Галера для рабов
Шрифт:
Люди привставали, с ужасом разглядывали друг друга. У всех были разбитые лбы, рассеченные переносицы – те, кто вытащил их из трюма, освободил от пут и доставил в каюту под номером двенадцать (не такой уж дальний путь от трюма), не удосужился смыть с них засохшую кровь.
– Меня сейчас вырвет… – пожаловалась Маргарита Юрьевна. – На кого вы похожи…
– Вы еще себя не видели, – тускло оскалился Зуев. Статская сморщилась, потянулась к сумочке, но сумочки не было, оставалось лишь догадываться, где она.
– Лучше не смотреть, – уверил Вышинский. – Но ничего фатального, Маргарита Юрьевна, время и пластическая хирургия еще и не такие уродства лечили.
– Моя голова отказывается это
– Ну, на меня-то вы так не смотрите, – поежилась блондинка. – Ничего себе притворство – как хватил меня лобешником о зеркало, я чуть стену не пробила. Клянусь, если этот груздь мне еще попадется…
– Внесу поправку, Евгения Дмитриевна, – сказал Вышинский. – Если в нашей теплой компании присутствует засланный казачок, то ему сейчас тоже плохо. Во всяком случае, мы можем радоваться, что мы еще не арестованы и не убиты.
– Но за что? – воскликнул, делая страдальческую мину, Зуев. – Я всегда добросовестно работал, я честный чиновник!
– Открою вам секрет, Павел Гаврилович, – со злостью сказала Евгения Дмитриевна. – Чиновники делятся на две категории – честные и те, кого уже посадили.
– Да на себя бы лучше смотрели, – отмахнулся Зуев. – Оборзели совсем в своей прокуратуре. Такой же рассадник, как и везде.

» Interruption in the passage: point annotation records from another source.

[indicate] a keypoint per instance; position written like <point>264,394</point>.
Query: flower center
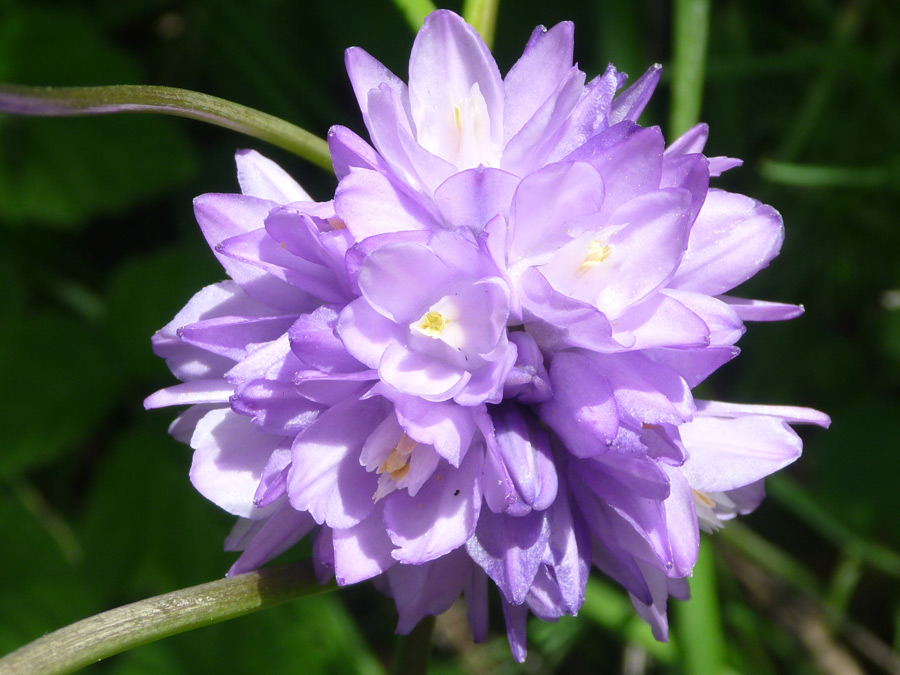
<point>596,254</point>
<point>432,324</point>
<point>394,468</point>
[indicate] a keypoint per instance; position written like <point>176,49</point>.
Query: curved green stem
<point>69,101</point>
<point>482,14</point>
<point>414,650</point>
<point>415,11</point>
<point>90,640</point>
<point>691,29</point>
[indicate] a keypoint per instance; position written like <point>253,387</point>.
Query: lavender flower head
<point>476,362</point>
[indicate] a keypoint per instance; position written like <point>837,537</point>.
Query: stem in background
<point>414,650</point>
<point>415,11</point>
<point>690,33</point>
<point>90,640</point>
<point>72,101</point>
<point>482,14</point>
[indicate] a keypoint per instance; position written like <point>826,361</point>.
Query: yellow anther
<point>337,224</point>
<point>432,324</point>
<point>597,253</point>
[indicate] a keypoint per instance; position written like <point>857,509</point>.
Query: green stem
<point>90,640</point>
<point>691,30</point>
<point>415,11</point>
<point>69,101</point>
<point>414,650</point>
<point>482,14</point>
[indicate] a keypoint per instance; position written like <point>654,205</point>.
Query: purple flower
<point>476,363</point>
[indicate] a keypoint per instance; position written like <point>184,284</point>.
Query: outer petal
<point>263,178</point>
<point>448,57</point>
<point>326,478</point>
<point>229,457</point>
<point>734,237</point>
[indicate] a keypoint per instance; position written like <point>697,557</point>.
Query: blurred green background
<point>100,249</point>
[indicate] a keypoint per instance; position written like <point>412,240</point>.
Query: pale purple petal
<point>441,517</point>
<point>263,178</point>
<point>229,457</point>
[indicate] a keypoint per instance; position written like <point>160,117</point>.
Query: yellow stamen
<point>703,498</point>
<point>597,253</point>
<point>432,324</point>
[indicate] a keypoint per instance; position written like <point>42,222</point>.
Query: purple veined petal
<point>590,116</point>
<point>448,427</point>
<point>428,589</point>
<point>348,150</point>
<point>188,362</point>
<point>726,454</point>
<point>365,333</point>
<point>323,554</point>
<point>182,428</point>
<point>654,612</point>
<point>310,280</point>
<point>556,321</point>
<point>528,380</point>
<point>570,549</point>
<point>326,478</point>
<point>732,239</point>
<point>583,411</point>
<point>690,142</point>
<point>544,204</point>
<point>788,413</point>
<point>313,339</point>
<point>681,519</point>
<point>233,336</point>
<point>279,532</point>
<point>645,391</point>
<point>273,482</point>
<point>189,393</point>
<point>275,407</point>
<point>631,167</point>
<point>631,103</point>
<point>477,603</point>
<point>529,149</point>
<point>524,448</point>
<point>473,197</point>
<point>417,374</point>
<point>441,517</point>
<point>648,238</point>
<point>448,60</point>
<point>222,216</point>
<point>363,550</point>
<point>662,321</point>
<point>690,172</point>
<point>367,73</point>
<point>536,75</point>
<point>510,550</point>
<point>272,360</point>
<point>400,281</point>
<point>261,177</point>
<point>516,617</point>
<point>369,204</point>
<point>420,167</point>
<point>608,554</point>
<point>693,365</point>
<point>229,457</point>
<point>724,323</point>
<point>760,310</point>
<point>719,165</point>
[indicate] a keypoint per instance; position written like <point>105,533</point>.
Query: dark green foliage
<point>100,250</point>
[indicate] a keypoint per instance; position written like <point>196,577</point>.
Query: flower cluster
<point>476,362</point>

– Будем выяснять, кто из нас честнее? – удивился Вышинский. – А время, между прочим, файв-о-клок, – посмотрел он на часы. – Сидим тут трезвые, как свиньи, давно пора чего-нибудь выпить, только не чаю, и разнюхать обстановку. Я понимаю, что выходить не хочется, мне тоже страшно не хочется. Но признайтесь, господа, вас совсем не разбирает спортивная злость? Если по судну бродит злой и страшный полковник Костровой, думаю, вчетвером мы с ним справимся.
– Полагаете, мы свободны? – опасливо покосился на дверь Зуев.
– Полагаю, относительно, – допустил Вышинский. – Все в этом мире относительно, господа. Кроме зарплаты в десять тысяч рублей.
– Ну, вы загнули, – поморщился Зуев. – Не бывает в нашей стране таких зарплат.
– Я слышал, что бывает, – позволил себе не согласиться Вышинский. – Где-то на заводах, в школах, детских садах…
– Точно, бывает, – подумав, поддержала Маргарита Юрьевна. – С таких зарплат еще и налоги платят, голодранцы хреновы… Как они живут на такие зарплаты? Им не стыдно?
– Я вам даже больше скажу, – проворчала Евгения Дмитриевна. – Я знаю людей, которые знают людей, которые живут и на меньшую зарплату…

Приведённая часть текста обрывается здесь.